I recently went to Tokyo with a firm agenda of taking home with me pieces of Japanese culture, especially music. I got Supercar’s compilation album “A”. Good mix of songs although Starline, Otogi Nation, Storywriter were not present. I personally think Aoharu Youth is a staple for Supercar. Great music, even though I am only starting to understand Nihongo. Still, its worth the 3000 yen. Haha
Maxker is right, Ayumi Hamasaki writes all of her own lyrics. Hell, I’m pretty sure she was the only one to write the lyrics to the song she preformed for the 9/11 tribute, unlike the other artists that preformed *cough cough* Namie Amuro and Koda Kumi for example… There’s no doubt she writes her own lyrics, it was basically her saving grace.
Anyway, this was a great article, I love supercar and especially Miki Furukawa!! Her solo career is amazing and LAMA is awesome as well.
I think the irony of this article is that it is such a typical stance of the ‘indie’ music lover to jump straight to hating the pop industry as a means of being different, having more musical integrity or artistic tastes than the typical ‘mainstream’ music lover. As a writer you should seek to convey your points as honestly and objectively as possible, and although I absolutely agree that Miki is one of my all time favorite artists, I also am disappointed that you choose to slander a ‘pop’ star (Ayumi Hamasaki), just for the fact that you want to sound deep and counter-cultural.
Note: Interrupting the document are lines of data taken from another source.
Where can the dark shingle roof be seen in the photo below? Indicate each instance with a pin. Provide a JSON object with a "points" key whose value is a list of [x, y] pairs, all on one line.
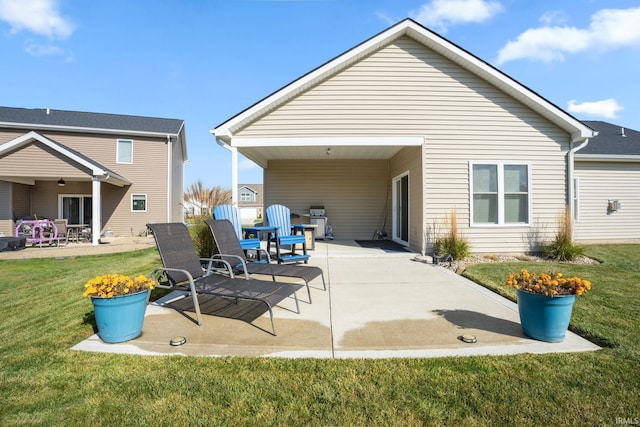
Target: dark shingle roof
{"points": [[610, 140], [42, 117]]}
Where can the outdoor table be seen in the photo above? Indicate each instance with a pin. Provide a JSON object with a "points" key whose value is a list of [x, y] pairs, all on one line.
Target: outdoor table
{"points": [[75, 231]]}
Do your research before you make claims that you obviously know nothing about (probably because you are too busy avoiding the mainstream to give credit where credit is due.) That being said, still a fantastic article about an artist that deserves a lot more recognition than she receives!
Supercar is the one band I’m genuinely sad to have missed due to my age and location. What a freaking beautiful run they had!